La tarde de ayer, domingo día dos de noviembre de dos mil veinticinco, vio cómo las redes sociales, hacían correr como la pólvora la muerte del singular artista, Rafael de Paula.
Artista total, torero de época, torero sensación y sensaciones, de detalles profundos y destellos ultra luminosos; y sobre todo torero de milagro. Su prodigiosa estética, era tan milagrosa, que nunca fue sostenida por el valor, ni por la técnica, ambos soportes necesarios para el toreo. Lo que hacía de él un virtuoso del arte de acariciar envestidas en su capote, con el pecho hacia adelante, piernas y manos a compás; y en la cabeza, la única pretensión de llevar al toro allende de los mares, que decía él. Y con la muleta, queriendo siempre dibujar trazos cargados de belleza, en los que toro expresara toda su verdad, sin pretender ponerle, nada que el astado no tuviera. Una tauromaquia, tan llena de esencia que pudo hacer brotar en muy contadas ocasiones, pero que siempre que llegaba vestido de luces o de corto a romper el paseíllo, las musas revoleaban de tal manera, que tal pureza, se sospechaba y se intuía. Sabiendo que se podía hacer presente, o no. Que era lo más fácil. Pero, el que no se le viera, nunca quiso decir, que no fuera real, misteriosa y eterna. Como este Rafael de Paula, cuyo misterio personal, traspasó todo tipo de categorías humanas, haciendo que su esencia torera, saliera por las cerradas de grietas de cualquier sistema, hasta el del toreo.

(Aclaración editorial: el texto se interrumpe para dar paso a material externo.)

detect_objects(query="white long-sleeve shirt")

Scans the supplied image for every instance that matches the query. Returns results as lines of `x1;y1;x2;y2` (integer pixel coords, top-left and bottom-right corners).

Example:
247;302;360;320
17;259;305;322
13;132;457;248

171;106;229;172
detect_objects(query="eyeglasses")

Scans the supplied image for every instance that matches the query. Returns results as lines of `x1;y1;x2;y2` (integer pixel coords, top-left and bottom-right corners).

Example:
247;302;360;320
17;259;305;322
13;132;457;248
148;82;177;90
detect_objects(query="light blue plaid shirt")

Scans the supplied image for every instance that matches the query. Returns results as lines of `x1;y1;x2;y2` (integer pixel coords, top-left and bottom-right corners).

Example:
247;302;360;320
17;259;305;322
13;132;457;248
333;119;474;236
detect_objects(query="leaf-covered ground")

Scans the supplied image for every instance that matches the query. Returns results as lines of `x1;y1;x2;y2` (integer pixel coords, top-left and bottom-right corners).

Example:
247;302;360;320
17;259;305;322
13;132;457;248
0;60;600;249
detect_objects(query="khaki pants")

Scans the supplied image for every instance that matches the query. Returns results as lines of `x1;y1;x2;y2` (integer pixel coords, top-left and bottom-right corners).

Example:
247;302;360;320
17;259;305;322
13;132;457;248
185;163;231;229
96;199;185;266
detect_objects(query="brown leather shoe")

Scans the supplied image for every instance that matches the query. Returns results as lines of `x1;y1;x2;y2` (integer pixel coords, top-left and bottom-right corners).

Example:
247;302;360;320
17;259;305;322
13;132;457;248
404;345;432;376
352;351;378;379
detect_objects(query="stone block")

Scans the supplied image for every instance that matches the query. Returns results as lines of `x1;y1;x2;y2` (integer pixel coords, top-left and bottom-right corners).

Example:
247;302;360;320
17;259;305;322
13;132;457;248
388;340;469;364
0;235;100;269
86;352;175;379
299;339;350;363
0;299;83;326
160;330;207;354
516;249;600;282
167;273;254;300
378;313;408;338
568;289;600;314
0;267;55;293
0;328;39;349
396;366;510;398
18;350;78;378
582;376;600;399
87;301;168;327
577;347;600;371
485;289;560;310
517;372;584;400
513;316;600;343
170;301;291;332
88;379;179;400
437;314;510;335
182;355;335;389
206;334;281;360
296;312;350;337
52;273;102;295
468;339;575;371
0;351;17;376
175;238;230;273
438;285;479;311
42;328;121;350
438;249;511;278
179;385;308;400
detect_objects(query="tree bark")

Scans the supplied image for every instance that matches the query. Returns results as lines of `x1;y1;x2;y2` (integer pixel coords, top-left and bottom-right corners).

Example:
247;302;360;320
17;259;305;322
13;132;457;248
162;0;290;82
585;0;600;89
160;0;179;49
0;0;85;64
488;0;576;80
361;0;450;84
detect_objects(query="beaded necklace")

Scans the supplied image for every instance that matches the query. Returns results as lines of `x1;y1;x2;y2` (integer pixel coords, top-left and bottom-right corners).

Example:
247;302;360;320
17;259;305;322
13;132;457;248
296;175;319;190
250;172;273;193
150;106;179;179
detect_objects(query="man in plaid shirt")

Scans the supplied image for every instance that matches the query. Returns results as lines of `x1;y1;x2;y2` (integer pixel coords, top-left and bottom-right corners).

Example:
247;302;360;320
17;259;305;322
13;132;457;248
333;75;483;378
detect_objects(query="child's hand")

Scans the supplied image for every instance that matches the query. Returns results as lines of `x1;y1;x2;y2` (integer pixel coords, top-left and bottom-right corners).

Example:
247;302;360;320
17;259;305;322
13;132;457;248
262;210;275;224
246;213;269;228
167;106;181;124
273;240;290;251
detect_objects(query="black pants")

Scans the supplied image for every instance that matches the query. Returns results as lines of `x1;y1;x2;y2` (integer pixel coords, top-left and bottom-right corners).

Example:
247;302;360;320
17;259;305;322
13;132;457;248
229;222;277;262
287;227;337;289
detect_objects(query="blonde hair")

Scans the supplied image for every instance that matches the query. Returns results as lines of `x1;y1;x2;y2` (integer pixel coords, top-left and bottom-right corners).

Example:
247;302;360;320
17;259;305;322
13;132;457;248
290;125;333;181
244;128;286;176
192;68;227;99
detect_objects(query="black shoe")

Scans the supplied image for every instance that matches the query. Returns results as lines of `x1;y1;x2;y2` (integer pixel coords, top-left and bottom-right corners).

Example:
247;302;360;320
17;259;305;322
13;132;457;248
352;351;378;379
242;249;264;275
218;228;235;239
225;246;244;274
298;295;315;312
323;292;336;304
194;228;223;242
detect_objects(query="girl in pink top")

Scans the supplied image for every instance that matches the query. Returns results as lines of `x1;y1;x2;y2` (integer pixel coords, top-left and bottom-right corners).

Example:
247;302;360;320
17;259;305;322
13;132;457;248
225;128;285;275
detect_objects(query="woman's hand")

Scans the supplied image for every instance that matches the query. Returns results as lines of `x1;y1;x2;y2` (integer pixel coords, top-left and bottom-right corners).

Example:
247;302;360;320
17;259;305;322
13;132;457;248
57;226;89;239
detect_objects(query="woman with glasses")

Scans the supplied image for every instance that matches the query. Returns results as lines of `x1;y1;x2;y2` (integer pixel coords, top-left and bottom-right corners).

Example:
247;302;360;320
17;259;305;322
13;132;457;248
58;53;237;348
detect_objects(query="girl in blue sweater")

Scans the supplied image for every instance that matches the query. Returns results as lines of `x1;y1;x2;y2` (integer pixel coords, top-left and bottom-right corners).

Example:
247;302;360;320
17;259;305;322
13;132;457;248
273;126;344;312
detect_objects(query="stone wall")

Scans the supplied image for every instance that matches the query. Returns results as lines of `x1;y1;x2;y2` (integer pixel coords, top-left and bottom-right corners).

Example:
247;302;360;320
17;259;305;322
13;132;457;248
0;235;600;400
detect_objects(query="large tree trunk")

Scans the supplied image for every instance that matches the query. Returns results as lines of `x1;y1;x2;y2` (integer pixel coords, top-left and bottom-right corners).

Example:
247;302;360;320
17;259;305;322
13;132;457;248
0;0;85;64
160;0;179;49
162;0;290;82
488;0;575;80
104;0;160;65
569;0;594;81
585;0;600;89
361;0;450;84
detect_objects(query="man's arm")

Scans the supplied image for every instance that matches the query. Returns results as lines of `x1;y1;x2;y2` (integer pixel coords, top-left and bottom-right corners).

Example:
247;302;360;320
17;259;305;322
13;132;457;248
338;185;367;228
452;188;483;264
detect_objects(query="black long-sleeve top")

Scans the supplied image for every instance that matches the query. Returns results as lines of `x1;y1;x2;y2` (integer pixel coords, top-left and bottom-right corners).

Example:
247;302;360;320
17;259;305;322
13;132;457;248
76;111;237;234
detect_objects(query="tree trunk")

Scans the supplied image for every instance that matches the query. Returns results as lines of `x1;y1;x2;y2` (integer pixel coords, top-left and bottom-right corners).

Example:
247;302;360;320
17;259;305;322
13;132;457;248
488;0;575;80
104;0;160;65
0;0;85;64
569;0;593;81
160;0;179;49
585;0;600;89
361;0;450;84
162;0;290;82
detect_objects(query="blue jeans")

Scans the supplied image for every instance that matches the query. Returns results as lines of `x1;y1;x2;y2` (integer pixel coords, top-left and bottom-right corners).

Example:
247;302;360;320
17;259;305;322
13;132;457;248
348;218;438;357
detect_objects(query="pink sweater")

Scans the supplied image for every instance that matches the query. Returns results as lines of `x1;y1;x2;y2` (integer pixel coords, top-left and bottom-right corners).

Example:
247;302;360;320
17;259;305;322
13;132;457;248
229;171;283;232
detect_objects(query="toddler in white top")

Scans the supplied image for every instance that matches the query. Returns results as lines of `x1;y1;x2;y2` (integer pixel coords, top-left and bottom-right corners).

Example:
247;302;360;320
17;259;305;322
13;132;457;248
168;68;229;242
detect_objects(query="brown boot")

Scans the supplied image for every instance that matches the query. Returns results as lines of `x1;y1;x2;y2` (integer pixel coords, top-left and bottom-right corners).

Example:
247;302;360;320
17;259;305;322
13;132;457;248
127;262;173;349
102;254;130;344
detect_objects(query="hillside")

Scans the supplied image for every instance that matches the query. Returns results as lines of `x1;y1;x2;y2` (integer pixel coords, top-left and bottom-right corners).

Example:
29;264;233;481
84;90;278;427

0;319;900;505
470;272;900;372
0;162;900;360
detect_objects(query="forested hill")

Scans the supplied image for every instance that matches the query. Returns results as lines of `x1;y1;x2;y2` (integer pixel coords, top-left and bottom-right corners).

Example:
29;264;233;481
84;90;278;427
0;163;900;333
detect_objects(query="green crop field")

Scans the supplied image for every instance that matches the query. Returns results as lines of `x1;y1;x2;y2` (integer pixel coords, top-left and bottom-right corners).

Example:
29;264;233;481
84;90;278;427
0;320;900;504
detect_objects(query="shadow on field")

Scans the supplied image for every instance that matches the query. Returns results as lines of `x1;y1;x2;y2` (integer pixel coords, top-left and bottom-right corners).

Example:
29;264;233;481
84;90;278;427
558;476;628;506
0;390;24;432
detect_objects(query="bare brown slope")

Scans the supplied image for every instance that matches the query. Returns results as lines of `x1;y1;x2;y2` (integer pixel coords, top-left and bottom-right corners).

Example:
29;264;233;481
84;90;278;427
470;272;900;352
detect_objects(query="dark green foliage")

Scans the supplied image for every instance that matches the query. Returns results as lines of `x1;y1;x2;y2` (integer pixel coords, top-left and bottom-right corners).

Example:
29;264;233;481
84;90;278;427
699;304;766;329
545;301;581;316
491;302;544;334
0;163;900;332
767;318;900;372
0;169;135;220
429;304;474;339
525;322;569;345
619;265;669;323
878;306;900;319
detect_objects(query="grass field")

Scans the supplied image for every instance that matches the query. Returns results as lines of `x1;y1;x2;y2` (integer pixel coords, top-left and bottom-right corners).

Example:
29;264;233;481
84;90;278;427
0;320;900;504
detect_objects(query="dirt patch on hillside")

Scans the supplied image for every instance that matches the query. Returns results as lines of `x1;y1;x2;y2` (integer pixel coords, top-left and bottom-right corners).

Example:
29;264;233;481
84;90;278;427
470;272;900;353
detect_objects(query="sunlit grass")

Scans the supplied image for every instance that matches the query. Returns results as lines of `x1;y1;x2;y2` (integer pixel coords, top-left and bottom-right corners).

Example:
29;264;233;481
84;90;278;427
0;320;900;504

Por eso en estos momentos, en los que contemplamos, como nuestros ojos lo pierden por el horizonte de lo que alcanzamos a contemplar, nos queda la vital y saludable intuición de que su pérdida es una ganancia, porque ha muerto para nunca más morir. Y que, como todas las personas, al ser más ánima que cuerpo; su esencia torera, queda deambulando en los entresijos de la tauromaquia, como sucedía cada tarde que llegaba a un patio de cuadrillas.